As Diaz talks, it sounds as if he's outside, walking down the street on a late-summer morning. He frequently laughs during the conversation, teasingly challenging most of the questions.
"Everyone has a criteria for what's beautiful," Diaz says with a laugh. "I'm a poor kid from New Jersey. I like Fort Lauderdale fine."
That "poor kid from New Jersey" – or at least a poor kid from New Jersey – figures large in Diaz's new story collection, "This Is How You Lose Her," his first book since winning the Pulitzer Prize in fiction for his debut novel, "The Brief Wondrous Life of Oscar Wao," in 2008.
In some ways, the new book may be more important than the last, because it will show whether Diaz has been ruined by the praise heaped on "Oscar Wao." He would not be the first. Instead, "This Is How You Lose Her" proves to be the work of a gifted writer as he approaches his mature power.
Although the language in "This Is How You Lose Her" is deceptively straightforward, never self-consciously elevated or literary, the stories have a heft and a force rare in story collections. Individually and together, they convey the narrative weight of a novel.
"I really enjoyed this linked form," says Diaz, who began "This Is How You Lose Her" immediately after completing his first story collection, 1996's "Drown." He sees the new book as a companion piece to the first.

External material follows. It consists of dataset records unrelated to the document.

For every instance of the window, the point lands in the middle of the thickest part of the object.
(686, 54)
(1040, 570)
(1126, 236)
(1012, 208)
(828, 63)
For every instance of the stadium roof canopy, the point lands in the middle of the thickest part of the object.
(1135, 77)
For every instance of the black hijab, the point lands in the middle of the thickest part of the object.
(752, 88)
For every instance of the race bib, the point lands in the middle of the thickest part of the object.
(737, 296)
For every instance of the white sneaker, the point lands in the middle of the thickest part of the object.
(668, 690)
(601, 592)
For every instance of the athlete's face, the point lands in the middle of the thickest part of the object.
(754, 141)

"It's neither a novel, nor yet a short-story collection," he says. "That was definitely part of the plan and why the damned thing took 16 years. I was trying to line these stories up correctly so the reader would feel a circuit completed from beginning to end."

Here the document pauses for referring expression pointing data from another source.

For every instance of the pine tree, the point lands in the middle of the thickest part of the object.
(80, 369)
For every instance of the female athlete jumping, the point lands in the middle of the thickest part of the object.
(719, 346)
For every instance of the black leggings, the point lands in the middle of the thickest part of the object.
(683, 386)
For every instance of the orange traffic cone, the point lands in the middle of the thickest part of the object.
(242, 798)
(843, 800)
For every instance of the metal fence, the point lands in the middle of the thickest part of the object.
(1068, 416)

The central character in these stories, though he does not appear in every one, is Yunior de las Casas, the narrator of "Oscar Wao" and also a prominent figure in "Drown," which signaled Diaz as a young writer to watch.
For better or worse, Diaz is closely associated with Yunior, his perceived alter ego. One obvious question, then, is how autobiographical these stories are – especially since the first one, "The Sun, the Moon, the Stars," is a confessional account of how Yunior's fiancee dumps him for chronic cheating.

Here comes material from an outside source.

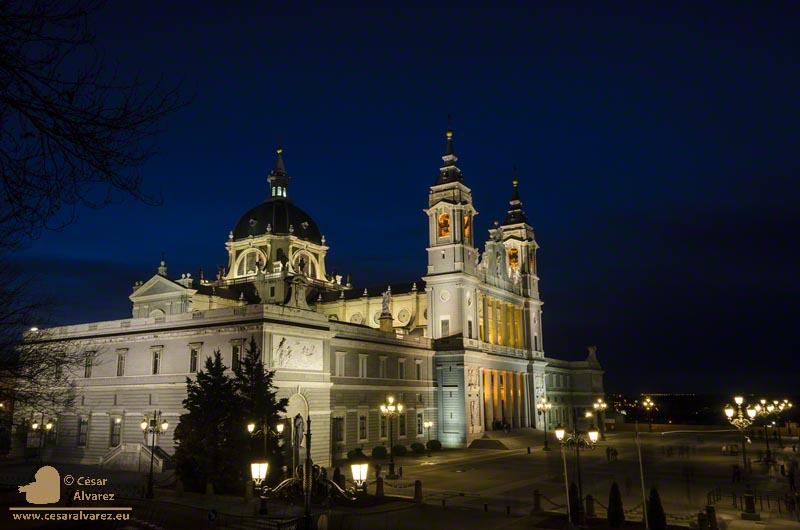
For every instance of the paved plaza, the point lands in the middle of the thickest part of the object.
(494, 488)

"Wow, no one's ever asked that question before," Diaz says, but his tone is light, and he seems delighted to answer. "The Yunior stories here are way less autobiographical than in 'Drown.' If you use the stories as a road map of my life, you would wind up in a ditch."
Still, Diaz says, the stories feel "deeply personal" to him. "Yunior's battle with intimacy where he can get into a healthy relationship, a lot of men have undergone that," he says.
Born in the Dominican Republic, Diaz came to the United States as a boy to join his father. Feeling rejected by black and Latino peers alike, he took refuge in reading. Since earning a creative writing degree from Cornell University, he has become one of the strongest voices in immigrant fiction.
But Diaz says he is never writing solely for a Latino audience, even though "This Is How You Lose Her" directly engages things such as Latino machismo and exploitation of women, the immigrant struggle to find work, the shadow of housing discrimination.
"One uses the Latino thing to describe the larger human condition," Diaz says. "It's like Shakespeare and Macbeth. No one would argue that a murderous king is representative of the Scottish character. But something about the Scottish character informs the story."
Reaching to Shakespeare again, Diaz explains that "particularity" is what gives a writer and his work the universality that can appeal to readers outside his group, place or even his time.
"Do you think Shakespeare was writing for a French audience?" Diaz asks, a bit of the professor coming out. "He was writing for a very narrow, very specific and tiny English audience. The rub, as all readers will tell you, what makes it possible for Shakespeare to be read now is that he is particular. The universality rises out of the details.
"Because I understand as a reader that I can read 'Dr. Zhivago' or Tolstoy because they were writing narrowly, I can use the Dominican-New Jersey audience to allow others to come in."
Diaz boasts that he did not throw a party for himself when he won the Pulitzer, or "even take an afternoon off." But he readily concedes that the imprimatur of the Prize puts the book "into the hands of people" who would not otherwise have known about him.